Phonetic systems for Chinese aren't so prolific for non-mandarin speakers.

9 square/Q9 is another popular method.

The stroke-based methods aren't so arbitrary - they are based on the way you write.

> The stroke-based methods aren't so arbitrary - they are based on the way you write.

Indeed, they are not arbitrary.

The very invention of them is meant to create something much more meaningful to the users as alternative to the telegraph code and alike, which is nothing more than a bunch of numbers. But I say "arbitrary", in the sense that the classification and organization of strokes in the system is selected artificially by the designers, not something inherently exists in the language and understood by the speakers, difficulties are overcame once you are familiar to the system. But extensive effort is needed for a new user to master the system.

Based on extremely limited Googling, one of the cases where these codes are still used is written colloquial Cantonese, which lacks any major official support.
Good point.

Some forms of Cantonese romanization (https://en.wikipedia.org/wiki/Hong_Kong_Government_Cantonese...) does exist, but their use is limited to mainly language study and transliteration. And apparently, there are multiple projects to create phonetic input systems for Cantonese (see the reference section of this Cantonese Wikipedia article, https://zh-yue.wikipedia.org/wiki/%E7%B2%B5%E8%AA%9E%E6%8B%B...), but all with very limited standardization and official supports.

As someone who has attempted to learn to get back to my roots, I can definitely say the lack of a standard romanization is a huge barrier. Cantonese textbooks are not interchangeable because each series decides which romanization to use and some even take the liberty of creating their own.

The only people that could sort this out is a government.

- Guangdong won’t, because official Party policy at best discourages use of regional languages. There was a lot of fury back when they attempted to stop provincial broadcasts in Cantonese.

- Hong Kong won’t, because the Government likes to fumble around a lot these days, and because they have a more or less unofficial goal to integrate into China. Cantonese is not an official language, only “Chinese”.

- Macau won’t. They’re too busy trying to sweeten up China to let in more gambling tourists.

The other issue is that there are now some phonetic changes between the mainland and Hong Kong, the two places people would consider authoritative on the subject.

>Do Japanese users actually expect names to be sorted phonetically?

Yes. Usually when there's a list of things you'd see subsections like あ (words that start with a vowel), か (words that start with "k" or "g"), さ (words that start with "s" or "z") and so on, and there's a specific order within each subsection.

Imagine having your contact list sorted by some geometric function run on each letter of the A-Z alphabet.
That would be marginally better than memorizing ABCDEFGHIJKMNOPQRSTUVWXYZ. Is there anything inherent about the letter A that makes it get sorted in front of the letter Z?
> Do Japanese users actually expect names to be sorted phonetically?

Yes - or that's how a human would sort them, at any rate.

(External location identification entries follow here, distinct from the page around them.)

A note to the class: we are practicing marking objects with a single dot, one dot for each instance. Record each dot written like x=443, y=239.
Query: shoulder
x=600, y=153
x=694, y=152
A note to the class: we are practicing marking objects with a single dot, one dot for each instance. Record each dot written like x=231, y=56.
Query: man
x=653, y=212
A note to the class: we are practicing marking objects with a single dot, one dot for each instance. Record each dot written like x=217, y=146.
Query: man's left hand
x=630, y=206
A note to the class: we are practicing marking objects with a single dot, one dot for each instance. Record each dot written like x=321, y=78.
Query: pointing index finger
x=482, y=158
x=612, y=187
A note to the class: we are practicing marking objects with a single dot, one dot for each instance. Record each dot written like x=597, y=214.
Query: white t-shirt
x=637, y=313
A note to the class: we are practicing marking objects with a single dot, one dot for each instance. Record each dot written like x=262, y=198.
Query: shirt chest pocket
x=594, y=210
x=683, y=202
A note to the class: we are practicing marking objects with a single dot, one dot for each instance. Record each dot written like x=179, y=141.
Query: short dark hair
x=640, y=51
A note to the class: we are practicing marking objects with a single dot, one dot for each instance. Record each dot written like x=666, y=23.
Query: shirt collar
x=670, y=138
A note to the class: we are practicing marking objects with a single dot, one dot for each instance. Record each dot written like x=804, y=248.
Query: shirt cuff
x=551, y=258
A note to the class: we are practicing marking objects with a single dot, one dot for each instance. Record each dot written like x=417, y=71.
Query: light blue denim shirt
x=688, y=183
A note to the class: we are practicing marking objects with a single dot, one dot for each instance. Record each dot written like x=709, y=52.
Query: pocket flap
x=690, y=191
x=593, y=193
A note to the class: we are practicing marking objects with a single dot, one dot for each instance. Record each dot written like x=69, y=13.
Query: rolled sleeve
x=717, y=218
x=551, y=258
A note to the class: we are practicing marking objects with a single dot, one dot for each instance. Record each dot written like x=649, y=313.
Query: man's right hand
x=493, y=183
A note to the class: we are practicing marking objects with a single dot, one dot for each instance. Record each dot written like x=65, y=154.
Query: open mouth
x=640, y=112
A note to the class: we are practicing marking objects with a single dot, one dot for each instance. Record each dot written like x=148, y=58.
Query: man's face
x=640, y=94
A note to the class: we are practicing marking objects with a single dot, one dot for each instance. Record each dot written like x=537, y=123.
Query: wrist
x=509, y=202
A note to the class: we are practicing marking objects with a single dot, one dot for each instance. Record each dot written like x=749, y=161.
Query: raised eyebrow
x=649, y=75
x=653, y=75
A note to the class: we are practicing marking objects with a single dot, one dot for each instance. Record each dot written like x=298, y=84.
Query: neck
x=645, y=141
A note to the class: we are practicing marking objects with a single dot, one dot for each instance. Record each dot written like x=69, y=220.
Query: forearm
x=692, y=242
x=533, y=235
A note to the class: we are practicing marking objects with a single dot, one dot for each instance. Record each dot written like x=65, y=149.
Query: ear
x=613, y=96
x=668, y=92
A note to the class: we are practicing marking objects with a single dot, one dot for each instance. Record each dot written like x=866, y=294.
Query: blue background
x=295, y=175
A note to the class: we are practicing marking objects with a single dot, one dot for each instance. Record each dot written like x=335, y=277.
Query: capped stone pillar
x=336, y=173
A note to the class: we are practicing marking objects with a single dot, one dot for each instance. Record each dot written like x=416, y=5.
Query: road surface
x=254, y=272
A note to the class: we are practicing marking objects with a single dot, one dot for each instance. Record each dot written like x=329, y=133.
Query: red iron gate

Think about numbers, it is not sorted phonetically, Even the alphabet is not. All those languages that use alphabet sort in exactly the same order regardless the pronunciation.
I don't think you're in a position to speak for all of humanity.
I meant a human as opposed to an algorithm.

Point being: kanji words aren't always sorted phonetically, for the reasons described in the article, so a user may not be surprised if they aren't. But when a human is sorting kanji words they do so phonetically by reading.

East-Asians usually put the last name before the first name, and most Japanese last name pronounced different, so there is no problem to them phonetically.